По лестнице уже скачками неслись спецназовцы. Коротко спросив — Помощь нужна!? — они ворвались в квартиру. А мы пошли вниз по лестнице, лифт был отключен. Подойдя к своей машине, я сделала страшные глаза своим, чтобы они ничего не говорили, только помогли обработать травмы у девочки и сделать инъекцию обезболивающего. Отъехав от дома, я попросила Андрея, чтобы он подъехал к моему дому, и по дороге позвонила Нине, чтобы она спустилась вниз.

Подъезжая к дому, увидела вышагивающую у подъезда сестру. Вывела девочку из салона машины, передала ее сестре, велев накормить и уложить спать. Завтра все расскажу. По дороге на подстанцию, сказала своим, чтобы они твердо запомнили — девчонка сбежала из машины у дверей детской больницы. И коротко рассказала о случившемся в квартире. Фельдшер и интерн подавленно молчали, а непосредственный Андрюха сказал.

— Ну, ясно, сбежала от страха! Не наше это дело, сбежавших пациентов ловить!

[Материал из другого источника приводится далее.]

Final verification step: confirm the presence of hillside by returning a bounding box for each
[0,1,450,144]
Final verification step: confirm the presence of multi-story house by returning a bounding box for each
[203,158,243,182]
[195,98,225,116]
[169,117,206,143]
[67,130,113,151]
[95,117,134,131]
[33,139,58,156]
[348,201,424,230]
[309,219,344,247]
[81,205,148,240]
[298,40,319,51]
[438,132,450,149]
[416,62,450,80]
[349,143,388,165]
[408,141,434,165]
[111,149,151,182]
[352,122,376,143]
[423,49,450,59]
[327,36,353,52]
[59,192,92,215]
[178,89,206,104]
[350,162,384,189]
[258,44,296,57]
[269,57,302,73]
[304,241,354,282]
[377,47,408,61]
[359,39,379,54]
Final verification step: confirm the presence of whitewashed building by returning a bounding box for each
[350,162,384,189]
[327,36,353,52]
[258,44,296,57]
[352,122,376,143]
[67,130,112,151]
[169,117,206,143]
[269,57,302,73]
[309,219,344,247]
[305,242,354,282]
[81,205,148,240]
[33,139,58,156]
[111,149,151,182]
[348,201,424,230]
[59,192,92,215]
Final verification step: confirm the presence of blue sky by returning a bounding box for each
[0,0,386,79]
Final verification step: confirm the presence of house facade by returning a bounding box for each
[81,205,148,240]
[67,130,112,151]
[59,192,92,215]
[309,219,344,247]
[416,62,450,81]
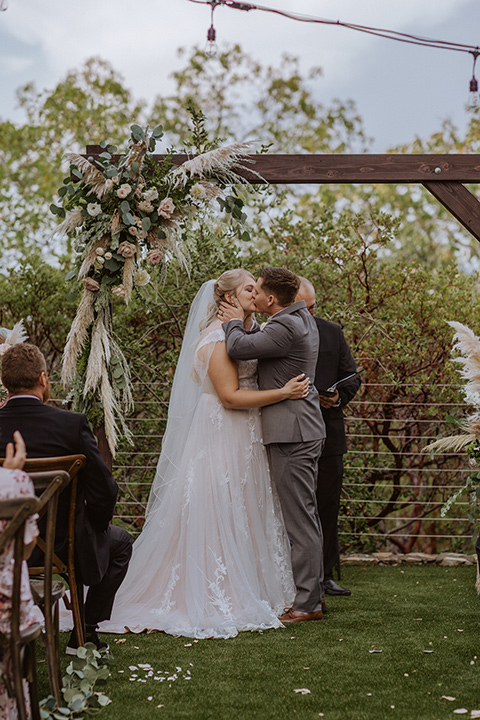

И, помолчав, добавил — Жаль, нельзя эту гниду убить ещё раз!

Глава 10

На подстанции, коротко доложившись о выезде, и сдав рапорт об израсходованной наркоте, подписанный полицейским полковником, я ушла в комнату отдыха и присела на кушетку. Сил не было даже разговаривать. Сообразительный Ильяс разворачивал от двери всех желающих пообщаться со мной.

А я лежала на узкой, жесткой кушетки и думала. Скорее пыталась анализировать происшедшее сегодня. Постаралась оставить в стороне вообще саму ситуацию, ужас происшедшего. Я анализировала свои действия. Что я могла сделать тогда? Могла избежать того рокового выстрела? Могла. Был еще вариант выжечь ему мозг. И чем тогда оставшаяся жизнь преступника лучше смерти. Ничем. Даже еще хуже бы сложилось для Веры, той несчастной девочки, неизвестно, что там еще надумала ненормальная мать, ведь уход за такими больными достаточно дорог. А внушить наркоману, убрать оружие или устроить ему парализацию рук, можно было, но у меня на это могло не хватить времени. Такие люди крайне подозрительны и даже если ему просто что-то показалось, он успел бы выстрелить. Так и так у меня просто не было другого выхода, как не мешать ему убить себя. Особого убытка обществу его смерть не принесла, этого Вадика уже нельзя было вернуть в нормальный социум. Так что никакой вины я не должна чувствовать. Отчего же так погано на душе?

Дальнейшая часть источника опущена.